Mengapa ? Selain daerah kerusakan ini lebih padat penduduk dibandingkan sebelah
timur yg berupa pegunungan selatan, daerah ini dibawahnya terususun oleh batuan
lunak yg akan meredam energi gempa artinya terjadi percepatan gelombang dilokasi
ini. Bayangkan kalau energi diserap disini artinya banyak energinya yg dilepaskan
dalam menggetarkan daerah ini. Bagian timur dari daerah ini berupa perbukitan terdiri
atas batuan keras. Dengan demikian energi gelombang akan melewatinya dan
percepatan gelombangnya relatif lebih kecil dan daya rusaknya juga lebih kecil. Namun
gelombang gempa ini menjalar jauh kearah timur. Bahkan menurut laporan USGS
getaran ini dirasakan hingga di daerah Bali.

Memang luar biasa kalo gempa dengan magnitude Mb = 5,9 SR ini (Mw = 6,3) ternyata
bisa mematahkan rel KA, satu hal yang - menurut saya - tidak mungkin kecuali jika
ada patahan di bawah rel KA itu yang bergeser. Dan kalo saya (iseng) menghitung,
dengan panjang patahan 100 km (menurut BMG) dan lebar (anggap saja) 20 km
(terkaan sangat kasar dari distribusi episentrum aftershock-nya), patahan ini telah
bergeser 7,5 cm (jika merunut pada nilai momen seismik versi USGS).
Saya sendiri kurang paham apakah gempa 1867, 1937, 1943 dan 1981 juga berkait
dengan patahan ini, bagaimana menurut anda ?

Pengetahuan gempa yg disebabkan oleh aktifitas tektonik sendiri baru diketahui


beberapa dekade belakangan ini.
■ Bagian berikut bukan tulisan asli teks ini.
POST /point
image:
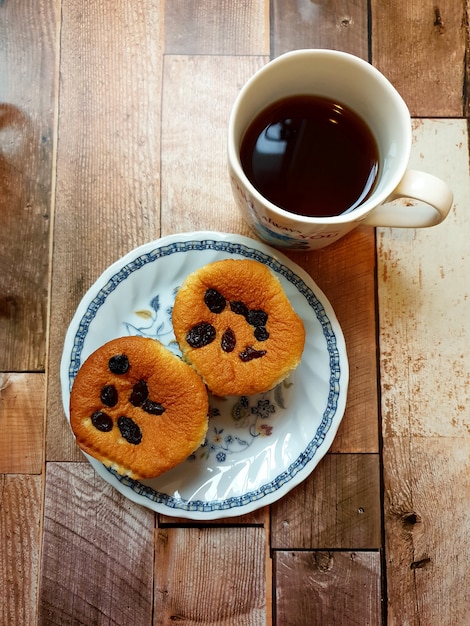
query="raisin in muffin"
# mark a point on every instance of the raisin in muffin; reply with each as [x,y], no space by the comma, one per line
[138,408]
[236,327]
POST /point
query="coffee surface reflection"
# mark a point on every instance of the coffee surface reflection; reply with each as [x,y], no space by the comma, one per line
[311,156]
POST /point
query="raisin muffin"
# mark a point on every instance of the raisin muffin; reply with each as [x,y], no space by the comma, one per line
[236,327]
[138,408]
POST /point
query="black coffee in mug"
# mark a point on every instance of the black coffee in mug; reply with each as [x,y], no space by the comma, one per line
[311,156]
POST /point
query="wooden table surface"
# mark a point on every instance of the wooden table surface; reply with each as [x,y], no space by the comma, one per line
[113,119]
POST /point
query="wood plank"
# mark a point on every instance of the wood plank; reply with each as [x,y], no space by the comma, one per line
[260,517]
[107,162]
[197,99]
[28,49]
[334,24]
[20,519]
[424,297]
[427,521]
[234,28]
[424,310]
[97,554]
[210,576]
[421,48]
[321,587]
[22,401]
[342,498]
[345,270]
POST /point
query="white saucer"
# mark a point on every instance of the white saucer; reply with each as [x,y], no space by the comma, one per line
[258,447]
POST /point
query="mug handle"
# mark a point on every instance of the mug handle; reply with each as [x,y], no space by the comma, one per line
[426,188]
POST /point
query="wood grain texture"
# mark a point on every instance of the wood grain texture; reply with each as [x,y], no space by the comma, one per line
[28,49]
[22,418]
[335,24]
[210,577]
[197,99]
[108,177]
[338,506]
[260,517]
[97,553]
[424,343]
[321,587]
[234,28]
[427,521]
[20,523]
[421,48]
[424,297]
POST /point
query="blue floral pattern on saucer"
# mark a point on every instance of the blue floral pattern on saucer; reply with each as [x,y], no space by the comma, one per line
[257,448]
Teori plate tektonikpun juga baru setengah abad yang
lalu diketahui. Artinya menghubungkan keduanya harus dilakukan ulang dengan
menggunakan teori baru. Kita harus mencoba memisahkan gejala gempa yg dipicu
volkanis dan sebaliknya. Lokasi-lokasi episenter jaman dulupun belum tentu memiliki
ketepatan yg diharapkan membantu analisa ini. Data kegempaan yg saya miliki hanya
setelah tahun 1960 (dari USGS). Sehingga hanya satu gempa besar (1981) yg masuk
dalam database.

Saya tertarik dengan masa depan dari aktifnya patahan ini. Kalo orang2 berpendapat
patahan ini bergerak kembali akibat meningkatnya aktivitas Merapi, menurut saya koq
sebaliknya ya. Berkaca dari Gempa Filipina Juni 1990 - yang juga ditimbulkan oleh
patahan geser dengan episentrum 100 km dari Gunung Pinatubo - yang diduga kuat
membangunkan Gunung Pinatubo (setelah tertidur 600 tahun) dan menimbulkan erupsi
ultraplinian di Juni 1991, saya berpendapat justru aktivitas patahan Sungai Opak ini
bisa memicu dapur2 magma disekitarnya (Merbabu, Merapi, Lawu). Apalagi Merbabu
dan Lawu sudah sangat lama tertidur, sementara Merapi punya sejarah erupsi dahsyat
di masa silam (seperti kata van Bemmelen).

Saya juga sekarang konsen dengan patahan-patahan selatan Pulau Jawa. Mulai dari
Patahan Cimandiri , hingga Patahan Opak (Opak Fault), Grindulu Fault serta patahanpatahan di Tulung agung. Patahan-patahan ini perlu diteliti lebih lanjut tentunya,
terutama sisi seismisitasnya. Banyak diantara daerah ini yamng merupakan seismic gap
(tidak ada aktifitas seismic dalam beberapa waktu (decade) lalu.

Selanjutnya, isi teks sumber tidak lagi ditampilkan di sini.